Tecnoservice, sciopero e presidio al Moscati: “Vogliamo i nostri arretrati”

12 ottobre 2015

Sciopero ad oltranza e presidio permanente davanti all’ingresso dell’ospedale Moscati da parte dei lavoratori della Tecnoservice.

Protestano contro il mancato pagamenti di diverse mensilità.

Secondo quanto riportato, il mancato pagamento degli stipendi ai 50 dipendenti dipenderebbe dal fatto che la Tecnoservice è gravata di pignoramenti da parte di Equitalia per 1 milione e 200 mila euro, che impedisce alla direzione generale del Moscati di corrispondere alla società le spettanze maturate, in attesa della costituzione di una nuova società.

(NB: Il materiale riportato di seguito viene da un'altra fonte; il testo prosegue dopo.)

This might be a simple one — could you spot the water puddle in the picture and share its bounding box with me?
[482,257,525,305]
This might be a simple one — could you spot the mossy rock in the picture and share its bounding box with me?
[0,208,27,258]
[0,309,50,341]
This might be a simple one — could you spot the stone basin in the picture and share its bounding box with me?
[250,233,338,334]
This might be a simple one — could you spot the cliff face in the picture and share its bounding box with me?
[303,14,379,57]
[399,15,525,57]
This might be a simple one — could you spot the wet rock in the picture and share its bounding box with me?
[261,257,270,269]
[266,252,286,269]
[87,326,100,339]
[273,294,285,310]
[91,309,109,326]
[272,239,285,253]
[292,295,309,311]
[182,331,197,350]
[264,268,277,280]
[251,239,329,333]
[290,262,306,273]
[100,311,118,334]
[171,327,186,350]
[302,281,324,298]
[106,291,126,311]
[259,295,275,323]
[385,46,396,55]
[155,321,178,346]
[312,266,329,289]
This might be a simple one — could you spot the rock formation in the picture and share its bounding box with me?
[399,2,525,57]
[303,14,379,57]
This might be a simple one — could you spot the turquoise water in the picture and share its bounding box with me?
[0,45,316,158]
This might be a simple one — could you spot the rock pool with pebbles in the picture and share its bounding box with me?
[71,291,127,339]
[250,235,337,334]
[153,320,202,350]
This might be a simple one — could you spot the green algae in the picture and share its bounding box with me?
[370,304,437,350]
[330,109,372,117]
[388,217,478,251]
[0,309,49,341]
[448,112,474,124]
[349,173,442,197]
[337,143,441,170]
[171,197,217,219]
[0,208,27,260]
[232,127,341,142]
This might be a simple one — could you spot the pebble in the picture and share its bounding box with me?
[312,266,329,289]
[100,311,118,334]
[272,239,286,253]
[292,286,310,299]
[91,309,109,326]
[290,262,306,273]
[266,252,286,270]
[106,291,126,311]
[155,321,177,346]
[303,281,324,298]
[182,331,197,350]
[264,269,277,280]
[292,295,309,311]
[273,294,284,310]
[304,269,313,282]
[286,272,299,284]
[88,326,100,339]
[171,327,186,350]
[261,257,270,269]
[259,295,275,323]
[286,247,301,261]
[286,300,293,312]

La protesta, che garantisce comunque lo svolgimento dei servizi essenziali, è guidata dai sindacati Cgil-Funzione Pubblica e Ugl, i cui segretari, Marco D’Acunto e Costantino Vassiliadis, hanno annunciato a sostegno della vertenza lo sciopero della fame.

“Aspettiamo da tempo che la burocrazia faccia i propri passi – denunciano gli operai in protesta – Siamo tenuti in scacco da Equitalia che ci ha portato a questa condizione, di fatto pignorando l’azienda e quindi anche i nostri stipendi”.